С этим другом, Джоэлом Мэнтоном, мы часто вели спокойные, размеренные споры. Он был директором Восточной средней школы, а родился и воспитывался в Бостоне, где и приобрел характерное для жителя Новой Англии самодовольство, отличающееся глухотой ко всем изысканным обертонам жизни. Он был убежден, что если что-то и имеет реальную эстетическую ценность, так это наш обыденный, повседневный опыт, а следовательно, задача создателя художественного произведения не в том, чтобы возбуждать сильные эмоции увлекательным сюжетом и глубокими переживаниями и страстями, но поддерживать в читателе спокойный интерес и воспитывать вкус к аккуратным, детальным описаниям будничных событий. Особое недовольство вызывала у него моя чрезмерная увлеченность мистическим и необъяснимым; ибо, несравнимо глубже меня веруя в сверхъестественное, он не выносил, когда потустороннее низводили до обыденного, делая его предметом литературного исследования. Ему, логичному, практичному и трезвомыслящему, было трудно понять, что именно в уходе от обыденности и вольном манипулировании образами и представлениями, которые в действительной жизни, как правило, вгоняются нашими ленью и привычкой в хорошо знакомые схемы, можно обрести величайшее наслаждение. Для него все предметы и ощущения имели раз и навсегда заданные свойства и параметры, причины и следствия; и хотя в глубине души он сознавал, что человеческое мышление иногда способно иметь дело с явлениями и ощущениями, не укладывающимися с геометрической строгостью в наши представления и опыт, но все же считал себя вполне компетентным для того, чтобы проводить условную черту и убирать из рассмотрения все, что не может быть познано и испытано среднестатистическим гражданином. А кроме того, он был почти уверен, что не может существовать действительно неименуемое – подобное казалось ему бессмыслицей.

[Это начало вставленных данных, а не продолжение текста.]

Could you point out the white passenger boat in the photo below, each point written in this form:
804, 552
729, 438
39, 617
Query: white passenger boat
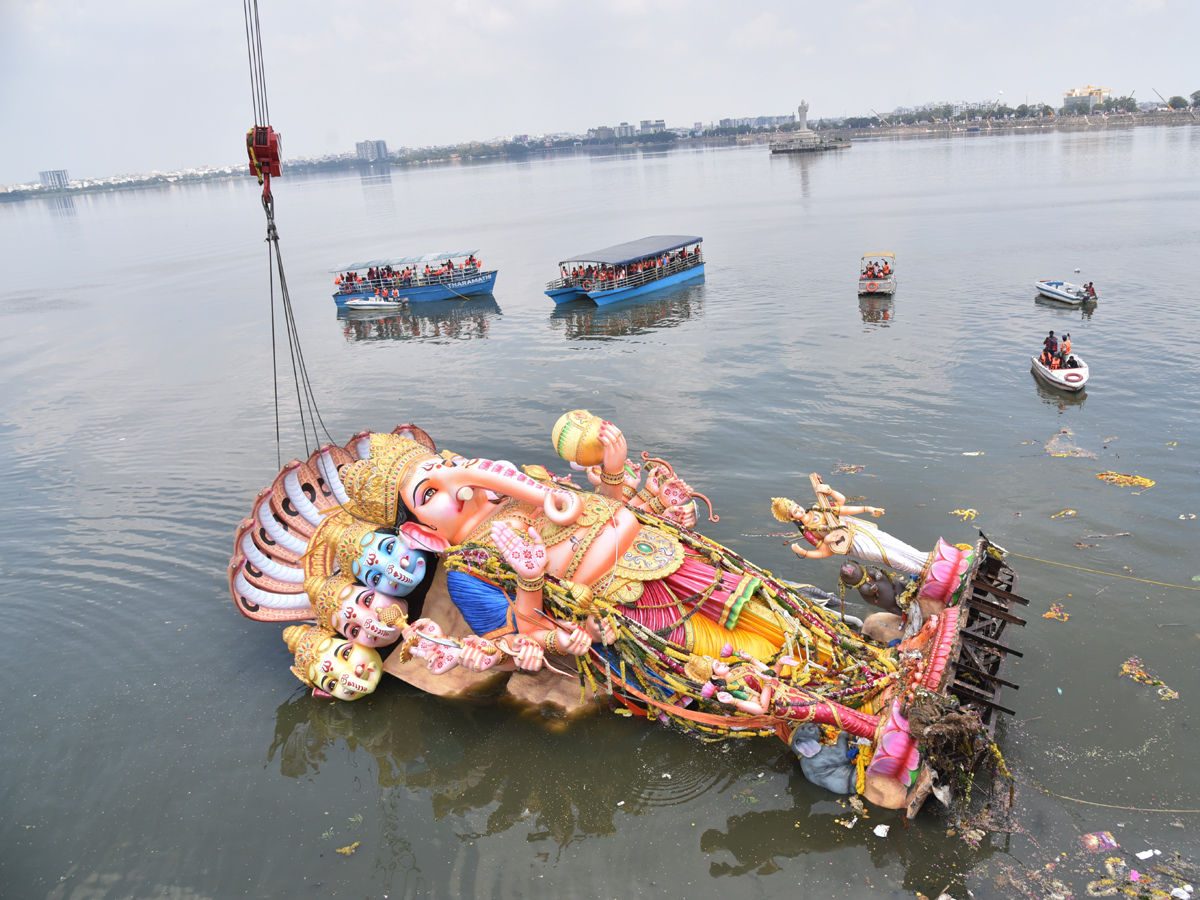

Я прекрасно сознавал всю тщетность построенных на образах и метафизических аргументах в попытках переубедить этого самодовольного ортодоксального обывателя, но в обстановке этого послеобеденного диспута было нечто такое, что побуждало меня выйти за рамки обычных словопрений. Полуразрушенные серые плиты, деревья почтенного возраста, остроконечные крыши старинного городка, прибежища ведьм и колдунов – все это, обступающее кладбище со всех сторон, вдохновило меня встать на защиту своего творчества, и я кинулся в атаку, перейдя границу и вступив на территорию врага. Впрочем, начать контратаку не составило особого труда, поскольку я знал, что Джоэл Мэнтон почтительно относится ко всякого рода бабушкиным сказкам и суевериям, которые в наши дни не воспринимает всерьез ни один сколько-то образованный человек – таким, например, поверьям, что после смерти человек может появляться в весьма отдаленных местах или что лица стариков, долго глядящих в окна, запечатлеваются в самом стекле. Воспринимать всерьез то, о чем нашептывают деревенские старушки, заявил я, означает допускать посмертное существование неких бестелесных субстанций отдельно от их материальных эквивалентов. Но это означает признавать возможность явлений, не укладывающихся в рамки обычных представлений; ибо если мы допускаем, что видимый или осязаемый образ мертвеца может передаваться в пространстве через половину земного шара и во времени через века, то разве нелепы предположения, что заброшенные дома населены странными разумными существами или что на старых кладбищах скапливается бесплотный разум ушедших поколений? И если душа, во всех предписываемых ей свойствах, не подчиняется законам материального мира, то разве невозможно вообразить, что после физической смерти человека продолжает жить некая чисто духовная сущность, способная принимать такую форму – или отсутствие формы, – которая для наблюдателя окажется вызывающей крайнее отвращение и абсолютно неименуемой? «Здравый смысл», когда рассуждаешь о подобных вещах, дружески заверил я Мэнтона, означает попросту отсутствие воображения и гибкости ума.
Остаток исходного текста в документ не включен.